Мелочь Епифаний отложил на уху. Остальную рыбу распластал и кинул в котел с рассолом, а ту, что успела просолиться, повесил сушить.
– Часть рыбы у меня рыбаки забирают. Хлеб дают, соль. Мне больше ничего и не надо.
Епифаний, закончив работу, стал на молитву, а Савва до того устал, что пошел в избу, лег на пол и заснул. Пробудился от взгляда: Епифаний сидел на скамейке и глядел ему в лицо.
– Что? – спросил Савва.
– Ничего! – ответил монах и пошел к своей постели из елового лапежника.
– Спал, что ли, долго?
Епифаний помолчал, но признался:
– Третий день заканчивается.
– Так ты на покой?
– На покой.
– Старец, – сказал Савва, садясь, – идти мне некуда. Совсем некуда. Дозволь пожить с тобою.
– Живи, – сказал Епифаний.
– Может, ты на меня испытание наложишь? Что у вас за самое строгое почитается?
Епифаний улыбнулся.
– Строже столпничества ничего не бывает… Если выспался, ступай к реке. Погляди на ее красоту. Там и Богу помолись. Квас – в корчаге, рыба – в горшке.
И заснул.
Квас был крепок и приятен – ягодный.
В узкое оконце, через бычий пузырь свет шел несмелый, но ровный. Савва сладко зевнул и вышел на волю. Небо и река, словно раскрытые створки жемчужницы, мерцали чудным святым светом. Савва сел на берегу реки, свесил с обрыва ноги.

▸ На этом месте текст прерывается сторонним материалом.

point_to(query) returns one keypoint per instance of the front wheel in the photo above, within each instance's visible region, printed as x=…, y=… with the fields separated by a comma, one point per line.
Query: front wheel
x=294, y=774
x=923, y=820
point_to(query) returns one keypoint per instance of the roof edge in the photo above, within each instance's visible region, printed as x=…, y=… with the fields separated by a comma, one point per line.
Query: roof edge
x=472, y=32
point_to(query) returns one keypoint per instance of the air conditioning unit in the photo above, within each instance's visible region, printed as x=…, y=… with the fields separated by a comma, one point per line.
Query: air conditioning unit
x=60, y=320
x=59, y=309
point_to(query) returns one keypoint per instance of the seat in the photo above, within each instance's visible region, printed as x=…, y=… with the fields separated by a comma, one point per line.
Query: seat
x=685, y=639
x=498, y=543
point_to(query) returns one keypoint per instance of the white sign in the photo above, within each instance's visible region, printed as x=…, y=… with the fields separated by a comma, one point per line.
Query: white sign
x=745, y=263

Берег был усеян высушенными ветром, солнцем, морозом деревьями.
– Что же ты берега не жалеешь? – сказал Савва реке, жалея погибшие деревья, и тут его осенило: «Поставлю-ка я себе столп!»
Он сходил в избушку, нашел топор и принялся за дело.
Когда Епифаний пробудился – столп уж был готов. Савва вкопал в землю пяток елок, каждая чуть потолще хорошей слеги, устроил в двух аршинах от верхушек настил. Вместо лестницы – удобные сучки. Епифаний удивился: скор пришелец и неистов. А Савва, поглядывая сверху вниз, вообразил себя пустынножителем и распевал молитвы, какие только знал.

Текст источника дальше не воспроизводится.